The peach pit charcoal matter remained, so I pressed on. Another friend said he had recently looked into the best fuels for heating water for tea as well and had found information on the Teadrunk Forum referring to Guangdong, China’s Chaozhou gongfu style of brewing the area’s Phoenix Dancong oolongs. An unglazed, porous zhuni clay teapot and zhuni clay stove are used. In Chaozhou gongfu brewing, olive pit charcoal is preferred for brewing Dancong oolongs for the qualities (flavor, perhaps even texture) it imparts to the water. Guangdong-grown black olives are plentiful and the pits are made into charcoal for use as cooking fuel. Perhaps olive pits are not for all teas. Experimentation will give the answer.

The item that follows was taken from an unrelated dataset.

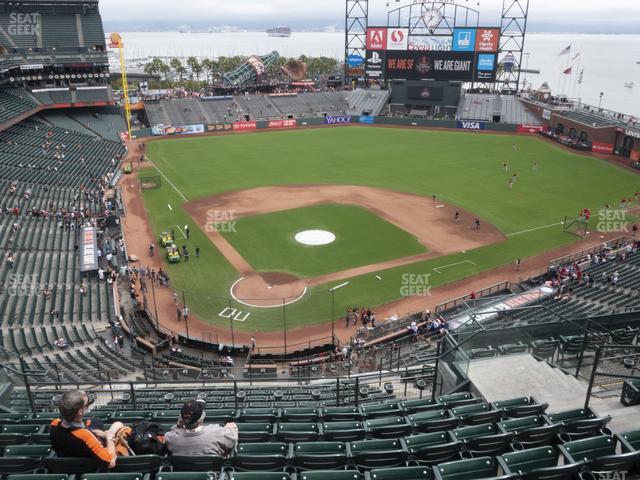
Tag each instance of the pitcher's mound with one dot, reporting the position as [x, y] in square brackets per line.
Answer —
[268, 289]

So there was my not-so-simple answer. Two sources, only one of which was really about tea, had gotten merged into one and incorrectly attributed. I think the list is reasonable, regardless of its authenticity or origin. The idea is to use a fuel that comes from nature and that burns clean and hot. None of these natural fuels is as easy and efficient to use as electricity and I will certainly continue to use my electric kettle most of the time, but when I want to have a remarkable outdoor brewing session, I will use either a butane burner or a clean-burning hardwood charcoal fire, probably in a hibachi or clay stove. Maybe the type of stove recommended by Aaron Fisher in his July 23, 2007 T Ching post titled “Water Preparation” is still available. It looks mighty fine.
So, now I have my next mission in my tea-brewing education cut out for me. Learn how to make tea in at least a modified Chaozhou gongfu style, which I’d wanted to do for quite some time. Brewing delicate oolong is a nice counterpoint to brewing robust pu’erh tea.